Most repossessed autos are sold at dealer auctions, an average of 41 days after the repossession. The Federal Trade Commission requires that vehicles be resold in a commercially reasonable manner (for more, see this FTC fact sheet).
“After 90 days, we have to classify it as a bad debt,” said Mark Pregmon, executive vice president of SunTrust Bank. “Do we want to repo the car? Absolutely not . . . but that money’s not free. That money costs something.”
BenchMark estimates the average loss to subprime lenders at $6,000 a car.
Owners are required to pay any deficiency — the difference between what was fetched at auction and the outstanding loan — as well as fees for repossession, cleaning, transport and resale, which can total about $700.
Many borrowers are stuck paying for years on a car they no longer have. To make matters worse, a replacement car costs more to finance. Even one 30-day past-due payment can ding a buyer’s credit score nearly 100 points.

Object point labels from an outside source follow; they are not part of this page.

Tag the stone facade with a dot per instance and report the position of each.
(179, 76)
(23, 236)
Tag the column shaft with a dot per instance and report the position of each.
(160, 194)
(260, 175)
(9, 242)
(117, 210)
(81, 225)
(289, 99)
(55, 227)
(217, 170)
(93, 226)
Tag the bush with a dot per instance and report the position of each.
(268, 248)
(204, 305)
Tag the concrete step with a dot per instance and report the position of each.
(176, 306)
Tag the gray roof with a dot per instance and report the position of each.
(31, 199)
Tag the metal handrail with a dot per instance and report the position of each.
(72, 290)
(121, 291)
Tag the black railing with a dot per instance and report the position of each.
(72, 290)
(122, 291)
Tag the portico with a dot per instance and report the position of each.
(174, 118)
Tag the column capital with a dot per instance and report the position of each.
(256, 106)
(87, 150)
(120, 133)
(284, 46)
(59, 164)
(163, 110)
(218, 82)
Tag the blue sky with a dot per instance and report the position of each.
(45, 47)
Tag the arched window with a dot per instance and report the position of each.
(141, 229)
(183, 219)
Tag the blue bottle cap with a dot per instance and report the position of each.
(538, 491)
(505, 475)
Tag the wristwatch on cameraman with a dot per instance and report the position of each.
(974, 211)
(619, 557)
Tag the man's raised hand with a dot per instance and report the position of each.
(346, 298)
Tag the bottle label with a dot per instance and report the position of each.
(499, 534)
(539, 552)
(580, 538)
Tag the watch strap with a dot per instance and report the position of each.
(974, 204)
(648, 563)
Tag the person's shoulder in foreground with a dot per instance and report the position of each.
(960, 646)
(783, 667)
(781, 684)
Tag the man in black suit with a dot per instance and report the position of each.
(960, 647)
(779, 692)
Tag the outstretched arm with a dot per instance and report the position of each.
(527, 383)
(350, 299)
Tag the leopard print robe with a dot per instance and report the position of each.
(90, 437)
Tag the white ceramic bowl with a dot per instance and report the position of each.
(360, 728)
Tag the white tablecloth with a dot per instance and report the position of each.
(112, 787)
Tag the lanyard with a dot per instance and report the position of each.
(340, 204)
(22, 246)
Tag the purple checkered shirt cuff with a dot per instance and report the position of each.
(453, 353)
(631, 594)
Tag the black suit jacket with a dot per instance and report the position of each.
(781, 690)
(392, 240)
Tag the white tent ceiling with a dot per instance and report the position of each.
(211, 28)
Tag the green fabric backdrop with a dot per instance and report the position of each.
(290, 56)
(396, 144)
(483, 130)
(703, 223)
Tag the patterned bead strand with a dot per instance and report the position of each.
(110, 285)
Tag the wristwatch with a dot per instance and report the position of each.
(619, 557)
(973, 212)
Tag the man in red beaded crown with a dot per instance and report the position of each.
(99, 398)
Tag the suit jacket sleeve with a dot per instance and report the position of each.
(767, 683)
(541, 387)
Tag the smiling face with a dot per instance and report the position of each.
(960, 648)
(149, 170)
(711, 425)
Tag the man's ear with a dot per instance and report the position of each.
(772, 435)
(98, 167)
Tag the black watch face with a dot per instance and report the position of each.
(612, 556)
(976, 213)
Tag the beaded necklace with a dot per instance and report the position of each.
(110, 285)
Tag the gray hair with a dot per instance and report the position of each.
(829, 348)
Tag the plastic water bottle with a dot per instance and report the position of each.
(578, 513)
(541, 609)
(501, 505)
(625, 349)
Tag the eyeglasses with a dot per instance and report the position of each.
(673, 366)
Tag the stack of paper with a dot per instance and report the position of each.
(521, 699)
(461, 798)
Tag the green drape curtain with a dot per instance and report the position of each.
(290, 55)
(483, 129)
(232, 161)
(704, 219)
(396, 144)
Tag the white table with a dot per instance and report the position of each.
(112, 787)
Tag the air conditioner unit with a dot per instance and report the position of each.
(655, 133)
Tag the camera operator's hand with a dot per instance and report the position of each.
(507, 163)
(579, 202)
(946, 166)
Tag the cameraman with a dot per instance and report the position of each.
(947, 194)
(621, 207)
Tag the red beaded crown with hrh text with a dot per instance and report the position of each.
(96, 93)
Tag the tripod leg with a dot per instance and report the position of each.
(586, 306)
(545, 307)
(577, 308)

If you fear the repo man . . .
State laws do protect consumers (check your state attorney general’s office for guidelines), and experts can help. Here are a few tips, in descending order of crisis:
Your car has been repossessed. This is not, in fact, the end. If the lender did not conform to your state’s notification laws, a penalty can be issued against the lender’s ability to collect. Contact a consumer lawyer or advocate for help. The National Association of Consumer Advocates maintains a listing.
Some states require that owners be given a chance to make good before the car is repossessed.
“In every state the consumer has a right to redeem the car, to pay all that is due and the expenses to get the car back,” said Jon Sheldon, a lawyer with the National Consumer Law Center. “That will often be a much better deal than letting the creditor sell it.”
Act quickly. Many auctions are closed to individuals, and actions become more difficult after a sale.
Though prices vary widely, the average difference between the auction price and retail resale is about $1,500, said Kontos of Adesa.
It depends partly on how long you intend to keep the vehicle. If you lease, here’s how to get the best deal.
The repo man is at your door. If this happens, you can legally object, said Sheldon. Be polite but firm, and avoid anger or violence. “If you’re objecting and they take it anyway, then it could lead to a breach of the peace,” which is illegal in every state, he said. This can buy you time to work out the problem with the lender.
Avoid any physical confrontation. Instead, document everything. Write down license-plate numbers and names, including those of witnesses.
Remove personal items from the glove compartment and car. “Anybody who’s late in their payments should remove all their belongings,” said Yvonne Rosmarin, a consumer lawyer in Massachusetts. “I don’t know how many people I’ve heard stories from who have had personal belongings in there that just disappeared.”
If you are on active military duty and you bought the car before you went on active duty (you were in the reserves, for example), a creditor cannot repossess the car without a court order, under federal law.